Tag Archives: russian space program

Buran space shuttle

An interesting article on the Russian “Buran” space shuttle created in the last years of the Soviet Union:

On November 15, 1988, as snowy clouds and winds were swirling around Baikonur Cosmodrome in Kazakhstan, the Buran orbiter, attached to its giant Energia rocket, thundered into the gloomy early morning sky. Three hours and two orbits later, the 100-tonne bird glided back to a flawless landing just a few miles from its launch pad.

Despite the kind of strong winds that would rule out any launch or landing attempt by the US space shuttle, Buran touched down just 3m off the runway centreline.

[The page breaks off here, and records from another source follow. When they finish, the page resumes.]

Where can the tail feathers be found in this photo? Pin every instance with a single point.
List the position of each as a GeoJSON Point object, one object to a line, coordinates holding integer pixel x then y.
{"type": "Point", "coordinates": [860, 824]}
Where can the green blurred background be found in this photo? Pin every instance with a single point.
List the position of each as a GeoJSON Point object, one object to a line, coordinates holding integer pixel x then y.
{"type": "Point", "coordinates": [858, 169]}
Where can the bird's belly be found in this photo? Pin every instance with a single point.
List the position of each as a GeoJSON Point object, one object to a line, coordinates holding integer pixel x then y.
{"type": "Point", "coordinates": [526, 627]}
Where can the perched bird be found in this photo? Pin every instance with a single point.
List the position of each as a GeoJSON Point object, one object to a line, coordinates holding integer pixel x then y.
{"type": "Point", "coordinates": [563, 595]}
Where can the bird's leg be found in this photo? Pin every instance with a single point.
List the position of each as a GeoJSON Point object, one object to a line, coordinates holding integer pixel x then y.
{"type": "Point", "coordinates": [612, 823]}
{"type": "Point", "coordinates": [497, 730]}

And this planet-wide ballet was performed with its “pilots” safely on the ground.

[from the BBC][image from benjamin-nagel on flickr]

Postpone shuttle’s retirement?

That’s what one politician wants, saying NASA should keep flying the shuttle to avoid depending on Russia to fly astronauts up.

That could be a disaster, much better to take that average cost of $450 million per shuttle launch and offer $450 billion to the first private company to launch someone to the space station by, say 2011.

Or better yet, for eye-catchiness, take the cost of 2 shuttle launches and round up slightly. $1 billion ought to turn heads, don’t you think?